Department of Statistics and Public Health Sciences, Penn State University, 514A Wartik Building, University Park, PA 16802, USA.
Department of Biostatistics and Bioinformatics, Rollins School of Public Health, Center for Comprehensive Informatics, Emory University, 1518 Clifton Rd., N.E., Atlanta, GA 30322, USA.
Genes (Basel). 2010 Sep 27;1(2):317-34. doi: 10.3390/genes1020317.
The recent arrival of ultra-high throughput, next generation sequencing (NGS) technologies has revolutionized the genetics and genomics fields by allowing rapid and inexpensive sequencing of billions of bases. The rapid deployment of NGS in a variety of sequencing-based experiments has resulted in fast accumulation of massive amounts of sequencing data. To process this new type of data, a torrent of increasingly sophisticated algorithms and software tools are emerging to help the analysis stage of the NGS applications.
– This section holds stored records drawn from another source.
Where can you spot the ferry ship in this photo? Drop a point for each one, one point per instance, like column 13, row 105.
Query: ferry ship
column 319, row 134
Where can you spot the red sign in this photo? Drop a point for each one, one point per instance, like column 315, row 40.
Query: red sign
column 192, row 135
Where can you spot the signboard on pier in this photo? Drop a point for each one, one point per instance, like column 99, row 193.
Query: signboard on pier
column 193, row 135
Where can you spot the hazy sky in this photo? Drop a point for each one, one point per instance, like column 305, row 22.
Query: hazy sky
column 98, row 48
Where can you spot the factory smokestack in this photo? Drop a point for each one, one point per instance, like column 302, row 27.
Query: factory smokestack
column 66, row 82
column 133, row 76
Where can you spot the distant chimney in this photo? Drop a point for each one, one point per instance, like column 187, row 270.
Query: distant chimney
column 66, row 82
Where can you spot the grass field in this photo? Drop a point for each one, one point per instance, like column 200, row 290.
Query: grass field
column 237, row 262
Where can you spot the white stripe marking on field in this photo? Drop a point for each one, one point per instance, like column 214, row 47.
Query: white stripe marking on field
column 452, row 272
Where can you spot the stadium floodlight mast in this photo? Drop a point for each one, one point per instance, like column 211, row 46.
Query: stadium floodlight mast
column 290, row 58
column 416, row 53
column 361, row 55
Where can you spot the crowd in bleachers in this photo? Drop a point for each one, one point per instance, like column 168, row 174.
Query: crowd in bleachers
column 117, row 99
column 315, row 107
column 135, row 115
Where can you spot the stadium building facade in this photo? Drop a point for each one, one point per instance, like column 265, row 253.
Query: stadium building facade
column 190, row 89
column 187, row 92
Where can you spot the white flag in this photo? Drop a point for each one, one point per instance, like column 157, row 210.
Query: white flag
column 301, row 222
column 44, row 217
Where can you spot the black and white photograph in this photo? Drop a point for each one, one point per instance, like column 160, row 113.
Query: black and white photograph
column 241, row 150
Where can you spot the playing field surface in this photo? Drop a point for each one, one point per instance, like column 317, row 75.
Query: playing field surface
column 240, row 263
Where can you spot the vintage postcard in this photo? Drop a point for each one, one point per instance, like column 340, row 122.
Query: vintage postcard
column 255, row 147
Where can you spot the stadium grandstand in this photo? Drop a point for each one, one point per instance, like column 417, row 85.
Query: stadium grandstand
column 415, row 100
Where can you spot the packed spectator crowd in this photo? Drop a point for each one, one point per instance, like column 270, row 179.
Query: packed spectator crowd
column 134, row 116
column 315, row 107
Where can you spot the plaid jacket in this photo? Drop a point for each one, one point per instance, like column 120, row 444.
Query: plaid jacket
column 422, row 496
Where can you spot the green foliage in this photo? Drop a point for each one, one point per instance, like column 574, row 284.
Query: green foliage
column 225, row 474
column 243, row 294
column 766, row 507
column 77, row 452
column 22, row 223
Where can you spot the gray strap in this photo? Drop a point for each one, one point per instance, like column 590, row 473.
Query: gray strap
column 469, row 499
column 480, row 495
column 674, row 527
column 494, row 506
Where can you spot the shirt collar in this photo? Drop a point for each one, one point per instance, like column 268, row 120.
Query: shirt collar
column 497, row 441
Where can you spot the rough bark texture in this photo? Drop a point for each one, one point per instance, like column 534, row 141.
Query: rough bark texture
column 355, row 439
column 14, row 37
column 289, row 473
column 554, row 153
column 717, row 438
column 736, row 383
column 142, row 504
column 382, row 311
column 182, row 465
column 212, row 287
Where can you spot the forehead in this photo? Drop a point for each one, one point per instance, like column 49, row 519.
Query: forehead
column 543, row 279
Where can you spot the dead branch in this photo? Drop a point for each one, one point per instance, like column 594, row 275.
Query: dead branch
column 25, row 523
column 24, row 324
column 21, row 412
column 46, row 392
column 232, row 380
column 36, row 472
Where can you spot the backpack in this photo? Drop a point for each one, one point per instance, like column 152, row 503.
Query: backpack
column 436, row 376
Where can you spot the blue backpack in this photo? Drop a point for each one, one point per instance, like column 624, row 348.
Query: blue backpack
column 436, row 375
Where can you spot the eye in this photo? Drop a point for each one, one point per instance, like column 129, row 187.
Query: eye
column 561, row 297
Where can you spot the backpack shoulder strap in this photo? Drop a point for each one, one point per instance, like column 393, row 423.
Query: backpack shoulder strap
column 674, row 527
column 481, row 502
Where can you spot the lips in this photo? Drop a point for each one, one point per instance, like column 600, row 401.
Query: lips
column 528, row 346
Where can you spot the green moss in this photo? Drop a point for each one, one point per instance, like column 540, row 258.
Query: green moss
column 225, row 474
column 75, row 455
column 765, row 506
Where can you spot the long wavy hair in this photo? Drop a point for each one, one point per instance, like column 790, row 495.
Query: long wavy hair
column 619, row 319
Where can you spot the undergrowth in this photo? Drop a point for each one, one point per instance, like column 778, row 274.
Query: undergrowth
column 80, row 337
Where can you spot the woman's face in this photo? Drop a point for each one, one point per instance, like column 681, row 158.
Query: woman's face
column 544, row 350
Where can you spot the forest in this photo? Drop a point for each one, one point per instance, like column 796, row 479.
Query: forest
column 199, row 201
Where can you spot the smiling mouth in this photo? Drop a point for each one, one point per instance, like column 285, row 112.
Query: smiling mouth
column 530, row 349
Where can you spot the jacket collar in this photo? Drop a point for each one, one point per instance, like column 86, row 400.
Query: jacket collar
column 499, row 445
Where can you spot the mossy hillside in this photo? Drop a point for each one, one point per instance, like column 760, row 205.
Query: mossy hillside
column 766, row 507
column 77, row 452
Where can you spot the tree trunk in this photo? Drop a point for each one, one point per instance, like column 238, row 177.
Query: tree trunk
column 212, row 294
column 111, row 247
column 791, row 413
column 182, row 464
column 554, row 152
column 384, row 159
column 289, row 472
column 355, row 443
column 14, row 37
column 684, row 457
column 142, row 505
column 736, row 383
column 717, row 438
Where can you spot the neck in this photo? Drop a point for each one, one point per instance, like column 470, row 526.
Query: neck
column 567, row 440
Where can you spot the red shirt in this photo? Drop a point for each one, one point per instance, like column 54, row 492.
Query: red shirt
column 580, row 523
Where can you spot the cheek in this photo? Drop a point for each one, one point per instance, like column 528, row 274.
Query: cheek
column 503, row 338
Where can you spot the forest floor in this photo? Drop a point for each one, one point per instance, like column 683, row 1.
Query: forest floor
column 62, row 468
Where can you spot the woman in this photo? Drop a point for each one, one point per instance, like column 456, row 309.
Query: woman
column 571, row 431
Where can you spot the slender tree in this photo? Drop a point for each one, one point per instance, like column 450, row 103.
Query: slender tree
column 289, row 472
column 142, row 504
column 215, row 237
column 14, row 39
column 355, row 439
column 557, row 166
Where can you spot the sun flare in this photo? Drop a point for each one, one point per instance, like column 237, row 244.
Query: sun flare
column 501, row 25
In this article, we strive to comprehensively identify the critical challenges that arise from all stages of NGS data analysis and provide an objective overview of what has been achieved in existing works. At the same time, we highlight selected areas that need much further research to improve our current capabilities to delineate the most information possible from NGS data. The article focuses on applications dealing with ChIP-Seq and RNA-Seq.
最近出现的超高通量、新一代测序(NGS)技术通过快速、廉价地测序数十亿个碱基,彻底改变了遗传学和基因组学领域。NGS 在各种基于测序的实验中的快速部署导致了海量测序数据的快速积累。为了处理这种新型数据,涌现出大量越来越复杂的算法和软件工具,以帮助 NGS 应用的分析阶段。在本文中,我们努力全面识别 NGS 数据分析各个阶段出现的关键挑战,并客观概述现有工作中已取得的成果。同时,我们重点介绍了一些需要进一步研究的选定领域,以提高我们从 NGS 数据中尽可能多地提取信息的现有能力。本文侧重于处理 ChIP-Seq 和 RNA-Seq 的应用。